In coaching, the typical fear is always that you, as a talent, might actually have to change some things in order to become more fully fleshed out. Technique is a part of it, and there are many Program Directors who are very good at teaching the various techniques that work best in any given format. I’ve got my own set (what a lot of people have called “The Kramer Rules”) that form that firmament, the solid rock foundation a talent builds on.
Caution: Techniques that don’t grow out of a specific Strategy are just flotsam floating by. Strategy dictates Techniques, not the other way around.

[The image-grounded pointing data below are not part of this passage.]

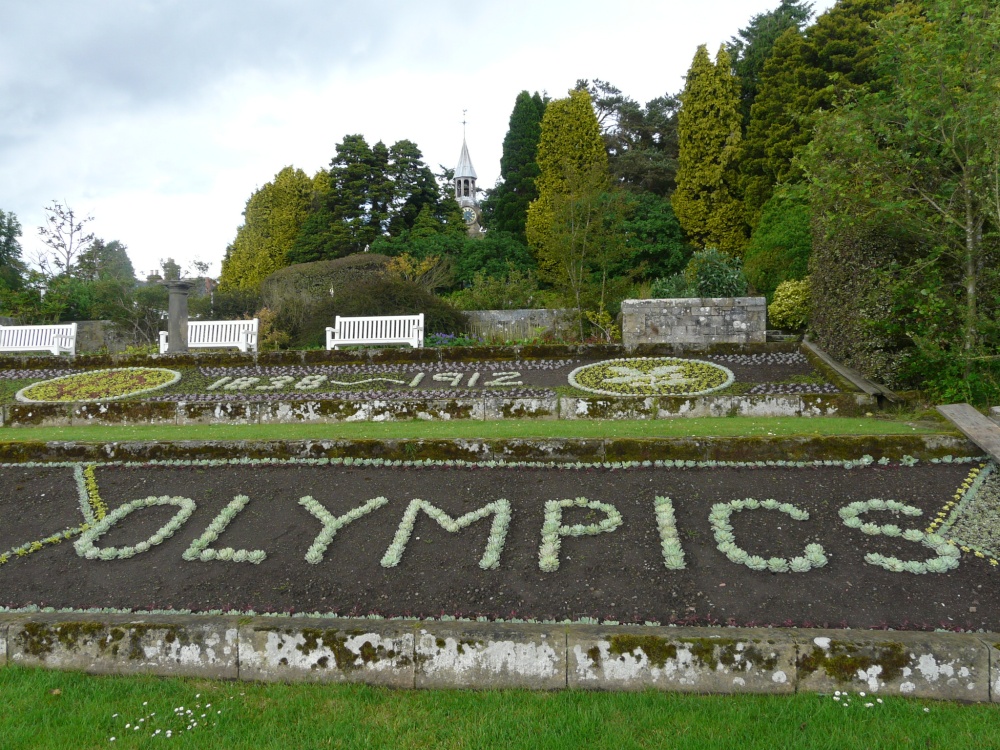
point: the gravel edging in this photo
(557, 450)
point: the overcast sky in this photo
(160, 117)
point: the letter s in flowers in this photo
(947, 554)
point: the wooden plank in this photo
(974, 426)
(851, 375)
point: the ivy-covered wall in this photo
(850, 300)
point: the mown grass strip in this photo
(696, 427)
(49, 709)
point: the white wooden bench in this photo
(51, 338)
(217, 334)
(388, 329)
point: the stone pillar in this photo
(177, 315)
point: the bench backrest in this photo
(383, 328)
(222, 332)
(39, 338)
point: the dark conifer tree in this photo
(506, 208)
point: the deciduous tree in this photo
(272, 219)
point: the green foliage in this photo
(12, 270)
(516, 290)
(491, 254)
(780, 246)
(849, 275)
(104, 261)
(294, 292)
(506, 207)
(655, 244)
(709, 273)
(752, 47)
(272, 219)
(806, 73)
(570, 150)
(709, 134)
(641, 141)
(922, 159)
(370, 191)
(790, 309)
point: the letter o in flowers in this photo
(86, 545)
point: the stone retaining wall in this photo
(716, 320)
(477, 655)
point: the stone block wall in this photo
(514, 325)
(715, 320)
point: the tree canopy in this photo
(506, 207)
(709, 134)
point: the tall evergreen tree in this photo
(641, 141)
(752, 46)
(371, 191)
(11, 267)
(273, 216)
(806, 73)
(709, 134)
(506, 207)
(570, 151)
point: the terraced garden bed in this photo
(862, 544)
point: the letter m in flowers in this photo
(494, 545)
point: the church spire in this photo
(465, 174)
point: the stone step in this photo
(980, 430)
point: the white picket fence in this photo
(58, 339)
(388, 329)
(216, 334)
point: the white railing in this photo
(215, 334)
(388, 329)
(52, 338)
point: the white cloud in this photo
(160, 117)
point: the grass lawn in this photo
(48, 709)
(661, 428)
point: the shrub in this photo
(517, 290)
(709, 273)
(296, 292)
(790, 309)
(780, 247)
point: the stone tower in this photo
(465, 190)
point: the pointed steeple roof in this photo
(465, 168)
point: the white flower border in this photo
(730, 377)
(19, 396)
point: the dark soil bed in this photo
(612, 576)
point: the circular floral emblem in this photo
(652, 376)
(99, 385)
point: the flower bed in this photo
(99, 385)
(774, 543)
(775, 373)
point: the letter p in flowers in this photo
(553, 529)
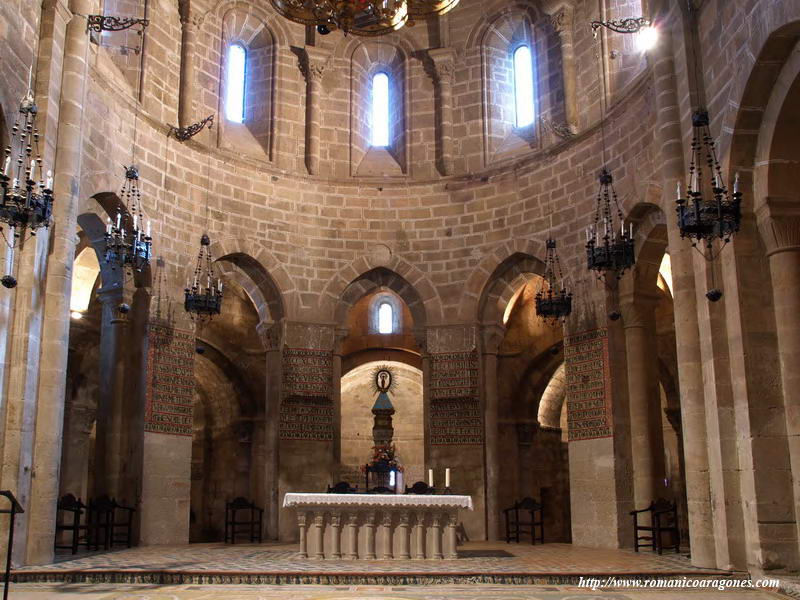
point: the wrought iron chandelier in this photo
(609, 247)
(360, 17)
(203, 302)
(555, 302)
(128, 243)
(704, 217)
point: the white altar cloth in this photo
(296, 500)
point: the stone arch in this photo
(482, 274)
(369, 272)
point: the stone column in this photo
(352, 536)
(491, 338)
(386, 536)
(318, 541)
(436, 542)
(301, 525)
(404, 532)
(312, 65)
(450, 546)
(108, 442)
(647, 439)
(779, 222)
(191, 21)
(562, 21)
(443, 61)
(687, 333)
(336, 544)
(57, 288)
(419, 535)
(369, 538)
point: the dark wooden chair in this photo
(663, 519)
(99, 523)
(121, 524)
(342, 488)
(525, 517)
(68, 519)
(250, 524)
(420, 487)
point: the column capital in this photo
(312, 62)
(779, 223)
(442, 61)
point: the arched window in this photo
(385, 318)
(380, 110)
(523, 86)
(235, 83)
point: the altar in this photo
(383, 526)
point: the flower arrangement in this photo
(384, 455)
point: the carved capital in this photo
(312, 63)
(442, 62)
(779, 223)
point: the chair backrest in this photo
(239, 503)
(527, 504)
(420, 487)
(341, 488)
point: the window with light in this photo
(235, 83)
(385, 318)
(523, 86)
(380, 110)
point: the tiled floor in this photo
(40, 591)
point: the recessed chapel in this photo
(374, 278)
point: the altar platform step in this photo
(275, 564)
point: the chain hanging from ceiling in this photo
(361, 17)
(27, 198)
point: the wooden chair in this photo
(251, 525)
(663, 519)
(122, 524)
(342, 488)
(68, 519)
(420, 487)
(517, 523)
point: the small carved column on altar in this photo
(404, 532)
(319, 525)
(450, 536)
(312, 65)
(301, 524)
(369, 537)
(386, 536)
(419, 535)
(436, 526)
(352, 536)
(336, 546)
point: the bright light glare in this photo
(647, 38)
(385, 318)
(380, 113)
(234, 87)
(523, 86)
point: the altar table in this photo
(373, 526)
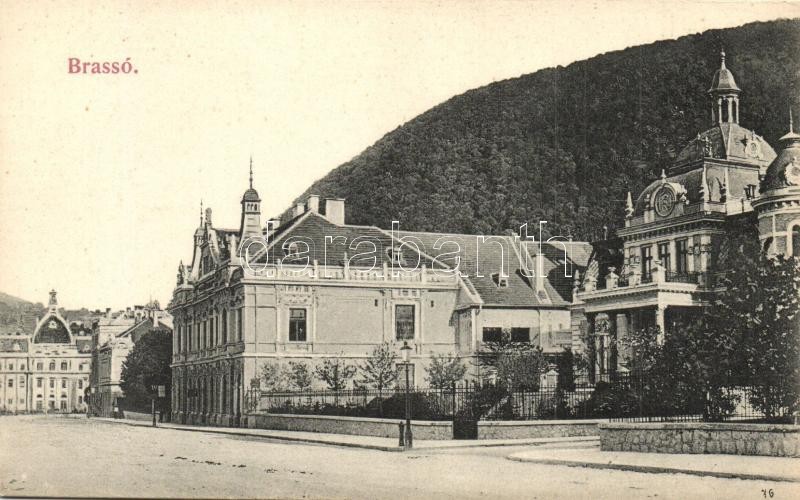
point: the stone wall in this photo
(423, 429)
(526, 429)
(727, 438)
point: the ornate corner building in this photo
(47, 371)
(727, 179)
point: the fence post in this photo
(453, 386)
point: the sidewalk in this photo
(724, 466)
(366, 442)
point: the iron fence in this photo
(618, 398)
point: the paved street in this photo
(56, 456)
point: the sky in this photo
(101, 175)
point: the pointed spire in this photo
(792, 135)
(629, 206)
(704, 191)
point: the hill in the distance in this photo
(565, 144)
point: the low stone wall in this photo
(727, 438)
(379, 427)
(525, 429)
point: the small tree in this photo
(300, 376)
(379, 371)
(274, 377)
(147, 365)
(444, 371)
(336, 373)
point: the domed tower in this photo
(778, 204)
(251, 210)
(724, 94)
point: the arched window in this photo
(224, 326)
(795, 250)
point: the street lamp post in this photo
(408, 442)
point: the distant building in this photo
(725, 180)
(320, 288)
(113, 337)
(47, 371)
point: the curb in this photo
(262, 436)
(348, 444)
(654, 469)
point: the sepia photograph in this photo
(381, 249)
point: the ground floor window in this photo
(520, 335)
(297, 325)
(401, 375)
(404, 322)
(492, 334)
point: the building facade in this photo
(315, 287)
(47, 371)
(725, 181)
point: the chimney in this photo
(334, 210)
(312, 202)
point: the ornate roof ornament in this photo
(629, 206)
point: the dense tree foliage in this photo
(564, 144)
(146, 366)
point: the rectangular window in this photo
(682, 257)
(492, 334)
(297, 325)
(520, 335)
(664, 256)
(404, 322)
(401, 375)
(647, 263)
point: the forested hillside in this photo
(565, 144)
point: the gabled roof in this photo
(319, 239)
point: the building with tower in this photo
(726, 181)
(47, 371)
(313, 287)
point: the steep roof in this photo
(727, 141)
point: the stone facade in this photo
(722, 438)
(314, 288)
(536, 429)
(48, 371)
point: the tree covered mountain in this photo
(565, 144)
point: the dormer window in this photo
(500, 281)
(292, 249)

And then you have Style, which is what we work on the most. Many air talents think they already have a certain style, but it’s really just a mish-mash of techniques wrapped around an Attitude.
So I believe the way to look at it is yes, you want to learn the right techniques – and which ones are outdated, or just wrong from the word “go”. But how you DO those techniques are where your true Style comes from.
Example: The brilliant Mike Fisher, a truly great writer and fine air talent, was part of the staff at my last PD gig, a Talk station in Dallas. Early on, we went over certain techniques to handle callers – no “hi, how ya doin’ today?” stuff (no one cares), ONE point from each caller, no phony “and Jess has something to say…” antiquated “entry lines” into a call, etc.
And Mike did well, but he put his own twist on it with this phone call solicitation: “Get in, get on, and be good,” followed by giving the phone number.
That statement, that “set of rules” for his callers to follow, defined his Style. No b. s. was going to be tolerated, no filibusters, no boring analysis. Get in, get on, and be good. The pressure was on the CALLER, not Mike.